L’esposizione propone per la prima volta un dialogo diretto tra il Giudizio Universale dipinto da Beato Angelico tra il 1425 e il 1428, eccezionalmente concesso in prestito dal Museo di San Marco di Firenze, e l’opera realizzata circa centocinquant’anni dopo dal pittore fiammingo Bartholomeus Spranger, oggi conservata alla Galleria Sabauda.

Il confronto tra le due tavole permette di seguire la trasmissione di un modello iconografico e la sua trasformazione dal primo Rinascimento al Manierismo, mettendo in evidenza continuità e profonde differenze nel modo di rappresentare il Giudizio finale. Al centro dell’analisi non c’è solo lo stile, ma anche il contesto storico, teologico e culturale in cui le due opere sono nate.

Il dipinto di Beato Angelico, realizzato a tempera e oro su tavola, presenta una struttura rigorosa e tripartita: Cristo Giudice al centro, i beati alla sua sinistra e i dannati alla destra, secondo la tradizione teologica medievale. Una composizione ordinata, simbolica, pensata come strumento di meditazione e catechesi visiva.

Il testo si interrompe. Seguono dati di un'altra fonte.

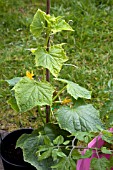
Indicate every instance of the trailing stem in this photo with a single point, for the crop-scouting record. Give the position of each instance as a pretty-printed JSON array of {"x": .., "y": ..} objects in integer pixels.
[{"x": 47, "y": 71}]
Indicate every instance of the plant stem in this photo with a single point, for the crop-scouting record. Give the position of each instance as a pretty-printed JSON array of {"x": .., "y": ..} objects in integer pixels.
[
  {"x": 59, "y": 93},
  {"x": 47, "y": 71},
  {"x": 40, "y": 113}
]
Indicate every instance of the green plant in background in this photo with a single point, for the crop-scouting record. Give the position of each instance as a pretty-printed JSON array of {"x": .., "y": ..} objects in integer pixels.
[{"x": 65, "y": 120}]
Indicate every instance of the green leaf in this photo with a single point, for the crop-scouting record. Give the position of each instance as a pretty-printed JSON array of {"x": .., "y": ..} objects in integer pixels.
[
  {"x": 30, "y": 93},
  {"x": 65, "y": 163},
  {"x": 107, "y": 136},
  {"x": 98, "y": 164},
  {"x": 111, "y": 162},
  {"x": 57, "y": 24},
  {"x": 14, "y": 81},
  {"x": 30, "y": 144},
  {"x": 75, "y": 90},
  {"x": 105, "y": 150},
  {"x": 61, "y": 165},
  {"x": 53, "y": 130},
  {"x": 66, "y": 142},
  {"x": 52, "y": 60},
  {"x": 12, "y": 102},
  {"x": 38, "y": 23},
  {"x": 81, "y": 118},
  {"x": 47, "y": 141},
  {"x": 59, "y": 140},
  {"x": 76, "y": 154},
  {"x": 82, "y": 136}
]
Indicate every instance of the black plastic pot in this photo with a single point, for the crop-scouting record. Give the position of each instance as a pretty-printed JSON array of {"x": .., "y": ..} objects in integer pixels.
[{"x": 13, "y": 158}]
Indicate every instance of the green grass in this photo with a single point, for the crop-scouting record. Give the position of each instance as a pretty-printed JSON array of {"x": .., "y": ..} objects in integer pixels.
[{"x": 89, "y": 47}]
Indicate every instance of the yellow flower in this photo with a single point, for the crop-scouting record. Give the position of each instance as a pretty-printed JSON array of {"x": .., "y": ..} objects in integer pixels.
[
  {"x": 29, "y": 75},
  {"x": 66, "y": 101}
]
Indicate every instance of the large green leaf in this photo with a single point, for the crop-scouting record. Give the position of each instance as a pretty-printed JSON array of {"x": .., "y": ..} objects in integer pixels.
[
  {"x": 54, "y": 24},
  {"x": 75, "y": 90},
  {"x": 29, "y": 145},
  {"x": 38, "y": 23},
  {"x": 30, "y": 93},
  {"x": 81, "y": 118},
  {"x": 57, "y": 24},
  {"x": 101, "y": 163},
  {"x": 13, "y": 81},
  {"x": 51, "y": 60}
]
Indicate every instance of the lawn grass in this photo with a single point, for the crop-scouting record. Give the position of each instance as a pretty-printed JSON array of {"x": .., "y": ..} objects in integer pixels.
[{"x": 89, "y": 47}]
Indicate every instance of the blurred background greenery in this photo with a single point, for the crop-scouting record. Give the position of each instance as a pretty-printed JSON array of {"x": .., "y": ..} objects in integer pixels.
[{"x": 89, "y": 47}]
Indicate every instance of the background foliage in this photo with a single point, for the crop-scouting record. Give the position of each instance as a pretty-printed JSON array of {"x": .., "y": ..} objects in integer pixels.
[{"x": 89, "y": 48}]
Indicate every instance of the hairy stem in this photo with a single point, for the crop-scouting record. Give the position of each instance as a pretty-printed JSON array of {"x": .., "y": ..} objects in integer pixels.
[
  {"x": 47, "y": 71},
  {"x": 59, "y": 93}
]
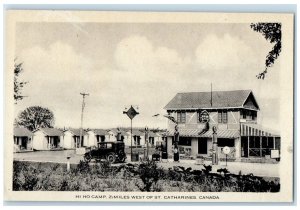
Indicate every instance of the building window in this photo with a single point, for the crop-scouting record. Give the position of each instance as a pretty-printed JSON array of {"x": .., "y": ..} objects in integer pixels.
[
  {"x": 181, "y": 117},
  {"x": 185, "y": 141},
  {"x": 222, "y": 116},
  {"x": 254, "y": 115},
  {"x": 244, "y": 114},
  {"x": 222, "y": 142}
]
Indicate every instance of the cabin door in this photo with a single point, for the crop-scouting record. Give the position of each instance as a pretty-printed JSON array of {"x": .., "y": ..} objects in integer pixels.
[{"x": 202, "y": 145}]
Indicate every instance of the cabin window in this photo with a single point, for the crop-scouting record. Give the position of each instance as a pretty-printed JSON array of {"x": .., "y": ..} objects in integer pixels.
[
  {"x": 181, "y": 117},
  {"x": 222, "y": 142},
  {"x": 185, "y": 141},
  {"x": 222, "y": 116},
  {"x": 254, "y": 115}
]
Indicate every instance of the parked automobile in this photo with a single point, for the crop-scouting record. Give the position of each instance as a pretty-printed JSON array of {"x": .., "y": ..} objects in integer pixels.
[{"x": 111, "y": 151}]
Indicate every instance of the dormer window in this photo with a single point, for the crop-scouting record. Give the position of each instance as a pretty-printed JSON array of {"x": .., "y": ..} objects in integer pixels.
[
  {"x": 181, "y": 117},
  {"x": 222, "y": 116}
]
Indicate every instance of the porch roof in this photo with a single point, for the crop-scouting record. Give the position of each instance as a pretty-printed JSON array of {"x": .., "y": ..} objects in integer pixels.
[
  {"x": 195, "y": 133},
  {"x": 100, "y": 132},
  {"x": 19, "y": 132},
  {"x": 257, "y": 130},
  {"x": 76, "y": 131},
  {"x": 51, "y": 131}
]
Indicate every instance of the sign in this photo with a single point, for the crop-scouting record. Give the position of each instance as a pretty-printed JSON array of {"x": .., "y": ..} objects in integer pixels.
[
  {"x": 275, "y": 153},
  {"x": 204, "y": 116},
  {"x": 226, "y": 150},
  {"x": 131, "y": 113}
]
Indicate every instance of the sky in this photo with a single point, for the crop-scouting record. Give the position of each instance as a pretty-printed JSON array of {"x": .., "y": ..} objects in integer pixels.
[{"x": 140, "y": 64}]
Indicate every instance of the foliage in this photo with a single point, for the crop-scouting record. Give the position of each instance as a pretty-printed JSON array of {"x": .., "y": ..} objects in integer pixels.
[
  {"x": 18, "y": 85},
  {"x": 35, "y": 117},
  {"x": 146, "y": 176},
  {"x": 272, "y": 33}
]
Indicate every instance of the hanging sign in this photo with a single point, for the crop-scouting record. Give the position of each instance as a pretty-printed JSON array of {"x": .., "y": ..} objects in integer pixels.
[
  {"x": 226, "y": 150},
  {"x": 204, "y": 116}
]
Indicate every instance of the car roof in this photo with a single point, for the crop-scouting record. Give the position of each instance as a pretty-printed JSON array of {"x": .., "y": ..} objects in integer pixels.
[{"x": 115, "y": 142}]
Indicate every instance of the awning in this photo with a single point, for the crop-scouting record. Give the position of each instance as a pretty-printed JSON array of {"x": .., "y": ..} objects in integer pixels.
[
  {"x": 256, "y": 130},
  {"x": 195, "y": 133}
]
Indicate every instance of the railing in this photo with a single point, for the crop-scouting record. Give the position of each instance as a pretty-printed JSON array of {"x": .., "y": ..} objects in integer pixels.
[{"x": 259, "y": 152}]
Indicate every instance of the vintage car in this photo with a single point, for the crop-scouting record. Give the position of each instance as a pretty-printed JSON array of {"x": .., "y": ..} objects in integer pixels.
[{"x": 111, "y": 151}]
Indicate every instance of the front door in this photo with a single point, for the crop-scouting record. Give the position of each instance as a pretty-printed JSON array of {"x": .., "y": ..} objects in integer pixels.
[
  {"x": 202, "y": 145},
  {"x": 24, "y": 142}
]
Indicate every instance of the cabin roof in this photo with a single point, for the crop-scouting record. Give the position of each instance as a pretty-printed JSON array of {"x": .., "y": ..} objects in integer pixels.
[
  {"x": 22, "y": 132},
  {"x": 202, "y": 100},
  {"x": 76, "y": 131},
  {"x": 51, "y": 131},
  {"x": 100, "y": 132}
]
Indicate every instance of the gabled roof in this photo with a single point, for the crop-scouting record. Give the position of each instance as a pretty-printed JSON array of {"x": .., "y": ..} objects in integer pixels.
[
  {"x": 100, "y": 132},
  {"x": 51, "y": 131},
  {"x": 135, "y": 132},
  {"x": 202, "y": 100},
  {"x": 76, "y": 131},
  {"x": 19, "y": 132},
  {"x": 115, "y": 131}
]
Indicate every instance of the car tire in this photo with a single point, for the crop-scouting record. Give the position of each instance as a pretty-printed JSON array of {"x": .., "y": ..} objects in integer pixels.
[
  {"x": 111, "y": 157},
  {"x": 122, "y": 159},
  {"x": 87, "y": 157}
]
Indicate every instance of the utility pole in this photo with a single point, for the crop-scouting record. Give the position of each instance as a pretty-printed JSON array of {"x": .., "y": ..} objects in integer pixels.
[
  {"x": 211, "y": 94},
  {"x": 81, "y": 124}
]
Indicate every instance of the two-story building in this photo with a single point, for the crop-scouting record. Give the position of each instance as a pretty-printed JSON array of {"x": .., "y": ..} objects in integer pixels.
[{"x": 233, "y": 113}]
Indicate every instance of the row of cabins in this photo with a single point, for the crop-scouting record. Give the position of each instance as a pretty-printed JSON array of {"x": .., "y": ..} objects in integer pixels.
[
  {"x": 57, "y": 139},
  {"x": 233, "y": 113}
]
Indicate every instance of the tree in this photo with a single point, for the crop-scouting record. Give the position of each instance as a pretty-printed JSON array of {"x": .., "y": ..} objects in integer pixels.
[
  {"x": 18, "y": 85},
  {"x": 272, "y": 33},
  {"x": 35, "y": 117}
]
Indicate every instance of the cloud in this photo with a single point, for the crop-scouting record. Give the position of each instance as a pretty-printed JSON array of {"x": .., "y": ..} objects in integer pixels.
[
  {"x": 225, "y": 52},
  {"x": 140, "y": 73}
]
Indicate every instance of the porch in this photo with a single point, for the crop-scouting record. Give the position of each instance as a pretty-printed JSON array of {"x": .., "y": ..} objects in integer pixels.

Spranger riprende questo impianto, ma lo rielabora alla luce della Controriforma, adottando una tavolozza più naturale, una maggiore attenzione al corpo umano e inserendo elementi contemporanei. Tra questi spicca il ritratto di papa Pio V tra i salvati, segno di un dialogo diretto tra arte, fede e potere nel pieno clima del XVI secolo.

La mostra si inserisce inoltre nel contesto del rientro ai Musei Reali della Madonna dell’Umiltà di Beato Angelico, prestata nei mesi scorsi alla grande esposizione fiorentina dedicata al pittore. Un’occasione che rafforza il legame tra Torino e uno dei maestri assoluti del Rinascimento.

L’allestimento offre al pubblico strumenti di lettura e approfondimento, utili per orientarsi tra i personaggi, le gerarchie e gli spazi dell’aldilà rappresentati nelle due opere. Un percorso pensato non solo per gli studiosi, ma anche per i visitatori che vogliono comprendere come un tema universale possa essere reinterpretato nei secoli.

Il risultato è un dialogo visivo che attraversa il tempo, mostrando come il Giudizio Universale resti un soggetto centrale nella storia dell’arte, capace di riflettere le paure, le speranze e le trasformazioni spirituali di epoche diverse.